Real time B mode ultrasonography confirmed a thickening of the Achilles tendon and retrocalcaneal fluid accumulation on the right side. Left Achilles tendon thickness was in the normal range (0.47 cm). The right Achilles tendon thickness was 0.95 cm. The retrocalcaneal bursa diameters were 0.59 cm and 0.42 cm (fig1).

Figure 1

Measurements of the bursa and the Achilles tendon in the sagittal plane on the first occasion. The left Achilles tendon thickness was in the normal range (0.47 cm). The right Achilles tendon thickness was 0.95 cm. The retrocalcaneal bursa diameters were 0.59 cm and 0.42 cm.

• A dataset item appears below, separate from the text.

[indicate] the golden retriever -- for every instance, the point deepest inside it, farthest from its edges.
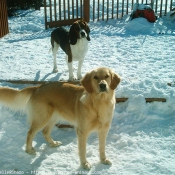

Power Doppler sonography showed increased blood flow around the bursa in the longitudinal and transverse section. One year later when symptoms had clinically resolved, repeat ultrasound examination did not detect a power Doppler signal or fluid collection (figs 2 and 3). The right Achilles tendon was, however, still thicker than the left side 0.60 cm and 0.48 cm respectively (fig 4). On the normal left Achilles tendon the difference in thickness between the two examinations was only 0.01 cm, which demonstrates a small intraobserver error.

Figure 2

The middle image shows the sagittal scanning position of the distal part of the Achilles tendon. The left image shows the patient's first sagittal sonogram. The right image shows the control sonogram in the same position. PR = proximal; D = distal; S = skin surface; A = Achilles tendon; C = calcaneus; F = fluid in the retrocalcaneal bursa. The green frame signifies the area of a power Doppler scan and the red colour may indicate increased blood flow.  

Figure 3

The middle image shows the transverse scanning position of the distal part of the Achilles tendon. The left image shows the patient's first transverse sonogram. The right image shows the control sonogram in the same position. M = medial; L = lateral; S = skin surface; A = Achilles tendon; F = fluid in the retrocalcaneal bursa. The green frame signifies the area of a power Doppler scan and the red colour may indicate increased blood flow.

Figure 4

Measurements of the Achilles tendon in the sagittal plane on the second occasion. The left Achilles tendon thickness was again in the normal range (0.48 cm). The right Achilles tendon thickness (shown on the left hand side of the figure) was 0.60 cm. No fluid could be detected on this occasion.

Discussion

Clinical examination will easily detect a swollen Achilles tendon in most cases. However, to distinguish between Achilles tendonitis, paratenonitis, and retrocalcaneal bursitis, ultrasonography is required. The Achilles tendon is a relatively large superficial structure, which is easily imaged by ultrasound. Previously, this technique was described without8 and with a stand-off pad9 and pitfalls have been recognised.10Normal and abnormal retrocalcaneal bursae have also been studied previously.11-13 Ultrasound guided aspiration and corticosteroid injection have been used with excellent results.14 ,15 Cunnane and colleagues treated six of 13 patients with retrocalcaneal bursitis with guided corticosteroid injection and all responded well.15 This group included two patients who had had a number of unsuccessful non-guided injections. Interestingly, in all 13 cases retrocalcaneal bursitis was associated with postero-superior calcaneal erosions. In our case we could not demonstrate any bony changes, probably owing to the short duration of symptoms.

This case illustrates that ultrasonography can detect pathological changes in Achilles tendonitis and can monitor changes over a long period of time. The use of the power Doppler mode may be helpful in detecting increased blood flow due to inflammation, but standardisation of the technique to ensure reproducibility is difficult.